Switched last season from the 250gr SST to the 300gr XTP-MAG. When I was at Sportsman's deciding between the 300gr SST and the XTP-MAG... I went with the XTP just because it said "MAG"! however, I'm pretty pleased. I did not recover the XTP from my buck last year but the damage done to the exit side was impressive to say the least. 

I recovered an SST from a buck several years ago and it expanded well in a quartering away shot at about 30 yards. Found it lodged under the skin of the opposite shoulder (2nd pic). Same for my brother's buck last year with the same bullet and same type of shot (1st pic).


----------



## Nambaster (Nov 15, 2007)

Just like the SST's in my 30-06 they fragment super fast. Usually the lead comes out of the jacket.


----------



## waspocrew (Nov 26, 2011)

I've tried the 265 FTX along with the Harvester Crush Rib Sabot and thought it shot pretty well. I wouldn't mind revisiting that load again to see if I could tighten things up a bit.

To be honest, I've never liked the Hornady sabots much - the HCR have given me better results with XTPs, Nosler JHPs and the FTX. They are about the same price, but I usually have to order them online. 

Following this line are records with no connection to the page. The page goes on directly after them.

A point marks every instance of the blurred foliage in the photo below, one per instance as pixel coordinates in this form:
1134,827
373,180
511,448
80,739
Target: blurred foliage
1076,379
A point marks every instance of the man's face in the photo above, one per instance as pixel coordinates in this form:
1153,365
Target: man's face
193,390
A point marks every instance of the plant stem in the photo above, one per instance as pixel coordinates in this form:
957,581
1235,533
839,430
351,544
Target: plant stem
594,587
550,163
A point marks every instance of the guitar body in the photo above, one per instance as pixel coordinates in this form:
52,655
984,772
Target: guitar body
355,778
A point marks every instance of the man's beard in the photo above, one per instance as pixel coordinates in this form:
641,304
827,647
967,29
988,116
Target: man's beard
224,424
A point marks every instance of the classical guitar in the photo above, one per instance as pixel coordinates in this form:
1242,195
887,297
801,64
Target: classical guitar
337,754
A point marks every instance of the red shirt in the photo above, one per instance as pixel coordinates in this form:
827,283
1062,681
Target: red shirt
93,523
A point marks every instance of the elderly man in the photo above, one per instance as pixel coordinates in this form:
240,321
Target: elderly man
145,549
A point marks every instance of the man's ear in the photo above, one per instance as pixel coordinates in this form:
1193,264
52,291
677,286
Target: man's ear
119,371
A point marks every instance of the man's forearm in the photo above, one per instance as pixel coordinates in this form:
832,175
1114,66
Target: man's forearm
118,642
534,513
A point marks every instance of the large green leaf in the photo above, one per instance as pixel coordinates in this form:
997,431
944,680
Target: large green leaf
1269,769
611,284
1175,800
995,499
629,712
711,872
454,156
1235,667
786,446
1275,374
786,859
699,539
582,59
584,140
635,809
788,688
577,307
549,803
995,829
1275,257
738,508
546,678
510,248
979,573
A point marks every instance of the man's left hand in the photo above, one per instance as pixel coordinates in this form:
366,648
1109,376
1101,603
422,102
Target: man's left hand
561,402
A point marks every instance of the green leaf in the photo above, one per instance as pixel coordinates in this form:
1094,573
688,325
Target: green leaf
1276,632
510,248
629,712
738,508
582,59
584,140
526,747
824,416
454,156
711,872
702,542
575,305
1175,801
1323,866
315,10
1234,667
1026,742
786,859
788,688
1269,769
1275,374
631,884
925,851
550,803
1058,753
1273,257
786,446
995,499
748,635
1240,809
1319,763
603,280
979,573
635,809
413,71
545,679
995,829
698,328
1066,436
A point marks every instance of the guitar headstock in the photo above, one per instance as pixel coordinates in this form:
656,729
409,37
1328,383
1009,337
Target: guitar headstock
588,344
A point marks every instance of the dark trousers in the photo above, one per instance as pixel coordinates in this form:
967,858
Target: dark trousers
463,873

I've found pyrodex to be a bit dirtier than Triple Seven pellets in my rifle. 2 50 grain pellets and whatever bullet I want to try seems to give great results in my Optima.

Have Fun!!


----------



## Springville Shooter (Oct 15, 2010)

I started with the SST's and never tried anything else because they shoot awesome. I killed a deer with one shot at 140 yards. If anything, I think the bullet did not expand enough. I'll stick with them until I find a reason to change. ------SS


----------